When I was in college, I read a survey posted by a Sociology major titled, Terrible Travels. The idea was for people to list places they hated being, but for some reason still felt compelled to attend. “The DMV”, “Airports”, and “The Dentist” were entries that would surprise no one, but as I got toward the middle I noticed another one, “Church”. Normally this wouldn’t have bothered me, but I went to a Christian college. It seemed even Christians didn’t want to go to church.

So what happened? How did the act of going to Church, which once led to joy and celebration, turn into such a chore? I’m sure many theologians will have much wiser answers than I do, but for my part, I believe it’s because many churches have stopped being families. In a recent article by Sarah Bessey, the author describes how her Church is more than an institution for believers, it is a home for all those who seek to know Christ.           

“Because at the end of the service, they practice the priesthood of all believers and anyone can pray for anyone else. Just go ahead and pray, go ahead. Talk to each other, you don’t need a sanctioned commissioning, you are already part of this Body so go on then. Because I need to be around people who love Jesus, too. Because I know Jesus better when I hear about Him from other people who follow Him, too.”

“Because I almost always encounter the Holy Spirit in a profound, sideways sort of way when we’re gathered together in His name. Because then I leave and I go back out into my world, my neighborhood, my life, and there is always the promise of next week. Because some of my greatest wounds have come from church and so my greatest healing has happened here, too.

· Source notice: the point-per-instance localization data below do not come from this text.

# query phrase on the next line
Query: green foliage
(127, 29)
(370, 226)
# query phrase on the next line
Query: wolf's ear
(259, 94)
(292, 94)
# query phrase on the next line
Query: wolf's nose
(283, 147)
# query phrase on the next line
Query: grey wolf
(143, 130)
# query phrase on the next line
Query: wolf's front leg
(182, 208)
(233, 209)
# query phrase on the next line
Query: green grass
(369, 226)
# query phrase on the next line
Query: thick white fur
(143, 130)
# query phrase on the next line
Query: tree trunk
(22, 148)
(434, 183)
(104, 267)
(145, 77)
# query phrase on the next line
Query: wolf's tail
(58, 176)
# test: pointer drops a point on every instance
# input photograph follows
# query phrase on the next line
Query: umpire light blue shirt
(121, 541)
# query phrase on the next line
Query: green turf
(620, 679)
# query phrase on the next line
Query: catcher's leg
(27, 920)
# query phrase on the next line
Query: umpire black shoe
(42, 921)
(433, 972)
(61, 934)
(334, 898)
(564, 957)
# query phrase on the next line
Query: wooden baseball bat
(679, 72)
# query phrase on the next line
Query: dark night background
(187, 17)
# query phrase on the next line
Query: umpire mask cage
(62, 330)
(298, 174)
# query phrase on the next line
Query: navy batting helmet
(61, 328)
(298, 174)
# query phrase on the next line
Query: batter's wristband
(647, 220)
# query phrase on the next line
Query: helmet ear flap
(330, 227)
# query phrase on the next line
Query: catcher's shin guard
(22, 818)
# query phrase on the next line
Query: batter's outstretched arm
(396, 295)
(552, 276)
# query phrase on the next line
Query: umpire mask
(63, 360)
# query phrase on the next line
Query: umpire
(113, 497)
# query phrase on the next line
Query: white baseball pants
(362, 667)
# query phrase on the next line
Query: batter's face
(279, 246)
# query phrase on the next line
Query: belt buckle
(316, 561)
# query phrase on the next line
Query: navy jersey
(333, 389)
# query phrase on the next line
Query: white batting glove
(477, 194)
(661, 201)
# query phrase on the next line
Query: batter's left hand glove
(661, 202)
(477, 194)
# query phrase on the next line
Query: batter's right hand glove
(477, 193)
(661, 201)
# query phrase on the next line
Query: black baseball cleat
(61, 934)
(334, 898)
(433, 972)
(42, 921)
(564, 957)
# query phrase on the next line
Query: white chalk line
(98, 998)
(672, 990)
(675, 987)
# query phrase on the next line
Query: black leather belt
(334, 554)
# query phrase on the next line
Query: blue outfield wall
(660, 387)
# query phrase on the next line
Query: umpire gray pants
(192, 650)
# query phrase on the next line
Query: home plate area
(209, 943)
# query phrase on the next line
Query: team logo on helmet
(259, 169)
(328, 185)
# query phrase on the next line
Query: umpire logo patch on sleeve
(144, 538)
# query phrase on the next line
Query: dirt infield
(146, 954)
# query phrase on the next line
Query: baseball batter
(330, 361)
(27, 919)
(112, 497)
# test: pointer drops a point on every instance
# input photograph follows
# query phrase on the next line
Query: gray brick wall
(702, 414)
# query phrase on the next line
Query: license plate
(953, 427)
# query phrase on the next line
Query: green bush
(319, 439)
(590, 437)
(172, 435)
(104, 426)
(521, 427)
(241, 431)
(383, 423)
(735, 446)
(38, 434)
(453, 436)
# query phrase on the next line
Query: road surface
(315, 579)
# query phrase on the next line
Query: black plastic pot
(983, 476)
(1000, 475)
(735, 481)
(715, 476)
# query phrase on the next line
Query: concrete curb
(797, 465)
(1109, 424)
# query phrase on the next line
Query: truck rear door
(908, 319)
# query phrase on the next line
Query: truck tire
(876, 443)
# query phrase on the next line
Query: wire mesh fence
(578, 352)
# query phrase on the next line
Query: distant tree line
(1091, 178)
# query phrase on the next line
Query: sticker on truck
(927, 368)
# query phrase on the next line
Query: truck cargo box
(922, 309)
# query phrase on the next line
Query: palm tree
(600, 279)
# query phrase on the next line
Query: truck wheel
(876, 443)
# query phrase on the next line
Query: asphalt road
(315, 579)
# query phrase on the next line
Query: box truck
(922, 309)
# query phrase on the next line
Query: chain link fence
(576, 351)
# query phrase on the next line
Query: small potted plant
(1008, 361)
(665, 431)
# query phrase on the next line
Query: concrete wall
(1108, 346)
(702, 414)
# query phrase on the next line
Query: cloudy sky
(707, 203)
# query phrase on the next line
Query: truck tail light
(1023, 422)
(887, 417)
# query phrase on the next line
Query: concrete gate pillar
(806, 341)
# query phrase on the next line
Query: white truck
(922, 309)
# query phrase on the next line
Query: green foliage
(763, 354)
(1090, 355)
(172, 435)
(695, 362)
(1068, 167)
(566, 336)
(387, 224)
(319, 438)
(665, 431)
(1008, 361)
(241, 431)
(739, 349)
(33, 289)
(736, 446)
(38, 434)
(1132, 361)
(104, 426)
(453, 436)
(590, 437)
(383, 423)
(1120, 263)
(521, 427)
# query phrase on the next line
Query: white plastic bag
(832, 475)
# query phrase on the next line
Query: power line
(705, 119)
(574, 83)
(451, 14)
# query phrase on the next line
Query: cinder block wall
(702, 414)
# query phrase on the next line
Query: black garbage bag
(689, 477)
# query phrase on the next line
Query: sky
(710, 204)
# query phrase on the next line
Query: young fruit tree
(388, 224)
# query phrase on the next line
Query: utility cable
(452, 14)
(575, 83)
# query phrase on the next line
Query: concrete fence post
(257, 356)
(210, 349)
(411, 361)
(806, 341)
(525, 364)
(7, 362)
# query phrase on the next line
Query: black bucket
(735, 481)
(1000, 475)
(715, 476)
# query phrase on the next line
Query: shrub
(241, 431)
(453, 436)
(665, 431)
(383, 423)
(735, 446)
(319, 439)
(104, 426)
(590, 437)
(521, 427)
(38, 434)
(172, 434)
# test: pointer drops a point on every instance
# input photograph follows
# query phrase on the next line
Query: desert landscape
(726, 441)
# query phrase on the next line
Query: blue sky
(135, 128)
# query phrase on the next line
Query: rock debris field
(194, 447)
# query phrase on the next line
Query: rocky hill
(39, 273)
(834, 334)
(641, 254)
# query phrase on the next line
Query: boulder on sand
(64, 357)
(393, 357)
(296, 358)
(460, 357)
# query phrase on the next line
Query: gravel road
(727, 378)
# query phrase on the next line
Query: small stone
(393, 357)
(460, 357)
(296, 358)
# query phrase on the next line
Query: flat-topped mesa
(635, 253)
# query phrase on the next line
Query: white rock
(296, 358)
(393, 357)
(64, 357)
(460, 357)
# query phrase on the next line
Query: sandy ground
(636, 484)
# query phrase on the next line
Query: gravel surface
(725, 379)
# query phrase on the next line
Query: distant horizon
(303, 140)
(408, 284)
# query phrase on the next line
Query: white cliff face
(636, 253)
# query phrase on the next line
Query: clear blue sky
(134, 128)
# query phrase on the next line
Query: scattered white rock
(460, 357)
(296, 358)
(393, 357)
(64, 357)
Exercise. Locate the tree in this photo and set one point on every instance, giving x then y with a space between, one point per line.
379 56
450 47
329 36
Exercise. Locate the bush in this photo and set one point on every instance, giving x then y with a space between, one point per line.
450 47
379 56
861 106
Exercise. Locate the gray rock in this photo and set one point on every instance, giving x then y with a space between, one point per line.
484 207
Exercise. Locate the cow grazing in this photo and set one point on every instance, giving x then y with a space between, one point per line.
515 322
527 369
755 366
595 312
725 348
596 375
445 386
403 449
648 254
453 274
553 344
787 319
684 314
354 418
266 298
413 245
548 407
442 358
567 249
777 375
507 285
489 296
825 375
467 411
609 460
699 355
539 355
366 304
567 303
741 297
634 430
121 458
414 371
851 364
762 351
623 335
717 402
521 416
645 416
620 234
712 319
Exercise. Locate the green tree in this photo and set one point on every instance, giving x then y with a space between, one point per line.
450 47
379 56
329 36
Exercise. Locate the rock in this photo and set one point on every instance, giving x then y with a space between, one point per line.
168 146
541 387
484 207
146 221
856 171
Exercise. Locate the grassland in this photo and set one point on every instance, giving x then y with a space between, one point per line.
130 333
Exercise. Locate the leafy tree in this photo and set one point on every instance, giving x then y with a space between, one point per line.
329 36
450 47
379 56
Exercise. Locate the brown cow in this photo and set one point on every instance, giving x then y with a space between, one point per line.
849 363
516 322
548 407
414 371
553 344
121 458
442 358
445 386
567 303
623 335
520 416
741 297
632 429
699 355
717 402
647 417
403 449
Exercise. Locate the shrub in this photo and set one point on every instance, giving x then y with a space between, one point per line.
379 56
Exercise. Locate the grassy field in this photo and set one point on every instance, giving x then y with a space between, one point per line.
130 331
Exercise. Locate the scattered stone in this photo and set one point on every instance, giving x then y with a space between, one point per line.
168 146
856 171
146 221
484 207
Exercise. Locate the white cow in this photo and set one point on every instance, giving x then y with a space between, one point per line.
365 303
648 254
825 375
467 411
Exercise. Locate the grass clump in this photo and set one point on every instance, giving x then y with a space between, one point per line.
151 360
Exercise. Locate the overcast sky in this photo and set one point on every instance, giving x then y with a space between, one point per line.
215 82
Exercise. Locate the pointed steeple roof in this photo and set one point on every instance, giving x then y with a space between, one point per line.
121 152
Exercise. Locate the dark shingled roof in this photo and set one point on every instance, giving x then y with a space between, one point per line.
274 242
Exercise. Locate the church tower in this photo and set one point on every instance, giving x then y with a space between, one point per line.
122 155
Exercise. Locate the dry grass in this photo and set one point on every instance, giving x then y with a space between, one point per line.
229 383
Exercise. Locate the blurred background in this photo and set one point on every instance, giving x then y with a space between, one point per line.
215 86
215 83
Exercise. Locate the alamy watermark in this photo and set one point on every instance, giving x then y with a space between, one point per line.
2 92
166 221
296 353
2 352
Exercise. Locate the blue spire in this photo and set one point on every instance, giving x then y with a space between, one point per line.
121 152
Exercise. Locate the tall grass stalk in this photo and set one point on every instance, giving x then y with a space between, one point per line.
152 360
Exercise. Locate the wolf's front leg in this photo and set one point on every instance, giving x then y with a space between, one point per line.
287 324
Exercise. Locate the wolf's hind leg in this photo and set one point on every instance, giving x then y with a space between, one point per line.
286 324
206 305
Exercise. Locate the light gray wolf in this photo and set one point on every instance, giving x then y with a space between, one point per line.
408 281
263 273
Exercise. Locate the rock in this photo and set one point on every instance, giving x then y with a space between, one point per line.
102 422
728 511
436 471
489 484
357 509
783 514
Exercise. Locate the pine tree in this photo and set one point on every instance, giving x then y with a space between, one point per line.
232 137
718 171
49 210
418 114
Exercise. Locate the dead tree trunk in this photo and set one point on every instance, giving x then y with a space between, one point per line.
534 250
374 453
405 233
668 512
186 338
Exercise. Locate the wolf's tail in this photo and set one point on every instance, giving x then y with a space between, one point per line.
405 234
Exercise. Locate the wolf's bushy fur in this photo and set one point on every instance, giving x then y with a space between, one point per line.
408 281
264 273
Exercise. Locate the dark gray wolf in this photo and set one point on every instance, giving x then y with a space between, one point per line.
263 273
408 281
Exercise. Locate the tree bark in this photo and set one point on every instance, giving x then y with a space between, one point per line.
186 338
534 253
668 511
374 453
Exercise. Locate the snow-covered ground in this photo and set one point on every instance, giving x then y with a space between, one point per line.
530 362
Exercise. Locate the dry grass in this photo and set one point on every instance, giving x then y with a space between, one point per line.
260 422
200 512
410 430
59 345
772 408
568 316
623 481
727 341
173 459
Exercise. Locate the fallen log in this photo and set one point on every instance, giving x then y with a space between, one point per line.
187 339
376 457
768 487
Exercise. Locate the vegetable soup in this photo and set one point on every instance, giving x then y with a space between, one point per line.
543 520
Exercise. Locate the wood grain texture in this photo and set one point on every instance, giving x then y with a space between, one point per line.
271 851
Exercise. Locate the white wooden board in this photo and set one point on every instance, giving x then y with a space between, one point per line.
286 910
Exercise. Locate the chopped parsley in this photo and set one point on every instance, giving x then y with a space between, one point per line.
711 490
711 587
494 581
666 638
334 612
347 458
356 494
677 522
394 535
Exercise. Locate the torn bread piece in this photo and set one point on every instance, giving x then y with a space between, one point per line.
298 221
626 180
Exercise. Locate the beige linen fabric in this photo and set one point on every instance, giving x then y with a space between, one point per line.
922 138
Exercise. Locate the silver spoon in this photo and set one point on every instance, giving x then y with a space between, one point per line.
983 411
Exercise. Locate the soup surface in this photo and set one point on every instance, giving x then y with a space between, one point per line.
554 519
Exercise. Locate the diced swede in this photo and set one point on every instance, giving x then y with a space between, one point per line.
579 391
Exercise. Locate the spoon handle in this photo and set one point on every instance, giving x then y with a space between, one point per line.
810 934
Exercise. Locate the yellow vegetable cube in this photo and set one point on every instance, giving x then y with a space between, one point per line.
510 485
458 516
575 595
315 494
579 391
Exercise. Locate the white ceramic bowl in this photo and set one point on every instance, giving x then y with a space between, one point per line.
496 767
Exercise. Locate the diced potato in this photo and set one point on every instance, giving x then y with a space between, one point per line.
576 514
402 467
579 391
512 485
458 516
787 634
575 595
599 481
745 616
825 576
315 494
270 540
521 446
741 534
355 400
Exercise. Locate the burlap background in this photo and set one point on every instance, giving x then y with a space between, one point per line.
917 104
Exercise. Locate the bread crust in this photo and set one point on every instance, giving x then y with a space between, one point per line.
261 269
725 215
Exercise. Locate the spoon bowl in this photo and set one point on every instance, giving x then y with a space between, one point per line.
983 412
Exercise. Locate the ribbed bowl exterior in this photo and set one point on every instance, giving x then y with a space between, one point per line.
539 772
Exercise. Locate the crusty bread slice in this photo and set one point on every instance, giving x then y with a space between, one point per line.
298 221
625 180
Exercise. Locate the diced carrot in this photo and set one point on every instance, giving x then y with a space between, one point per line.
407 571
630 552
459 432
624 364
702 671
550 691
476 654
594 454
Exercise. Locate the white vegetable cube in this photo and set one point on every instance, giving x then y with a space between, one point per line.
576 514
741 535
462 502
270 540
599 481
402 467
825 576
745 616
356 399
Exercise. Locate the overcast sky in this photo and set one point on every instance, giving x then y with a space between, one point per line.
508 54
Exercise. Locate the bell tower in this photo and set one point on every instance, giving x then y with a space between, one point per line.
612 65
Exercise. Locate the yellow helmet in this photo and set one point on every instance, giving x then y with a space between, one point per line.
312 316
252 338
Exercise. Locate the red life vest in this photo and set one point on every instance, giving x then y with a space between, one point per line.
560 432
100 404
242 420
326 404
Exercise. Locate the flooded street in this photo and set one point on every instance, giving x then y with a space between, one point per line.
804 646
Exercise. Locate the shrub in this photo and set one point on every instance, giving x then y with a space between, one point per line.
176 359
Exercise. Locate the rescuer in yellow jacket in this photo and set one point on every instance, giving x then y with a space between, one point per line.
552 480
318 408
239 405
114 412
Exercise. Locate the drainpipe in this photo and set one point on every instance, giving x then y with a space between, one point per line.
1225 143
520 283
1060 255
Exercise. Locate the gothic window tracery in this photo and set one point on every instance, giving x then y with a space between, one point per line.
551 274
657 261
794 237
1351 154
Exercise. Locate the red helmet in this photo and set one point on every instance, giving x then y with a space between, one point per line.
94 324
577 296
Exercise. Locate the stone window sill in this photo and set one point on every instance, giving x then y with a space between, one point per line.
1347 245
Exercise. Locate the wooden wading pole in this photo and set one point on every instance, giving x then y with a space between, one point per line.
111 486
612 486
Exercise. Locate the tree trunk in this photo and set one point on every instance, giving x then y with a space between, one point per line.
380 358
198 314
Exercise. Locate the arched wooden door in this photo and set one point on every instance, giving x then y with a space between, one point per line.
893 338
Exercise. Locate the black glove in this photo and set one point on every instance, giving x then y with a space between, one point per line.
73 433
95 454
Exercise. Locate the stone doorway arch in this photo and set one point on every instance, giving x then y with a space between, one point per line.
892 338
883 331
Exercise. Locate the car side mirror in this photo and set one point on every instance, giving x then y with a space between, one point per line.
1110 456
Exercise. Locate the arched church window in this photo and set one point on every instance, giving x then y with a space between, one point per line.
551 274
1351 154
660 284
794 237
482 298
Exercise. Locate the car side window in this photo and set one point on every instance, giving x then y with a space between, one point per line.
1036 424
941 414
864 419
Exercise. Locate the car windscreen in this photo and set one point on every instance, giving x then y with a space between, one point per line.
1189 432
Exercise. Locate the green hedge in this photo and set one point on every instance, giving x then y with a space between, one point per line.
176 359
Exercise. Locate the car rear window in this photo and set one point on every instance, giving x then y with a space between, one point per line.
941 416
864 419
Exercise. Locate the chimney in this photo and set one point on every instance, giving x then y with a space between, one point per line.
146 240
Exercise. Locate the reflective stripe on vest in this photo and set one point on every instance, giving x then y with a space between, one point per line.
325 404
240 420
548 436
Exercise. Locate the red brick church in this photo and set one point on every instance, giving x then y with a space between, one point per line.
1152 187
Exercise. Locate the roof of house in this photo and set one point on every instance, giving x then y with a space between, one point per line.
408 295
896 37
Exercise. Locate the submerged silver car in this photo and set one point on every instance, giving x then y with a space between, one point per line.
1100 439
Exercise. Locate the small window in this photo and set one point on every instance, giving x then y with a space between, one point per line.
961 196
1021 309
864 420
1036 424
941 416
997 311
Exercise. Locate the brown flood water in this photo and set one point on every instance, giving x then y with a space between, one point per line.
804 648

People underestimate the power of family. Family offers unconditional love, it offers understanding and safety, discipline but fairness, and a place to turn when you feel lost. Or at least it’s supposed to. In recent years, the Church has behaved more like a moral autocrat than a loving parent, and this position has cost believers and non-believers alike. If we are to repair the damage we’ve done, a fully represent the image of Christ, we must change our approach.

Look at what Jesus says in the book of Matthew,    

“‘Then the King will say to those on his right, 'Come, you who are blessed by my Father; take your inheritance, the kingdom prepared for you since the creation of the world. For I was hungry and you gave me something to eat, I was thirsty and you gave me something to drink, I was a stranger and you invited me in, I needed clothes and you clothed me, I was sick and you looked after me, I was in prison and you came to visit me.' "Then the righteous will answer him, 'Lord, when did we see you hungry and feed you, or thirsty and give you something to drink? When did we see you a stranger and invite you in, or needing clothes and clothe you? When did we see you sick or in prison and go to visit you?' "The King will reply, 'I tell you the truth, whatever you did for one of the least of these brothers of mine, you did for me.'” – Matthew 25:34-40

It is time for the Church to become a home. A place where the poor and lonely can find a family they never knew. No one connected by blood, but by something stronger. By the unshakable spirit, and unending love, of Jesus Christ.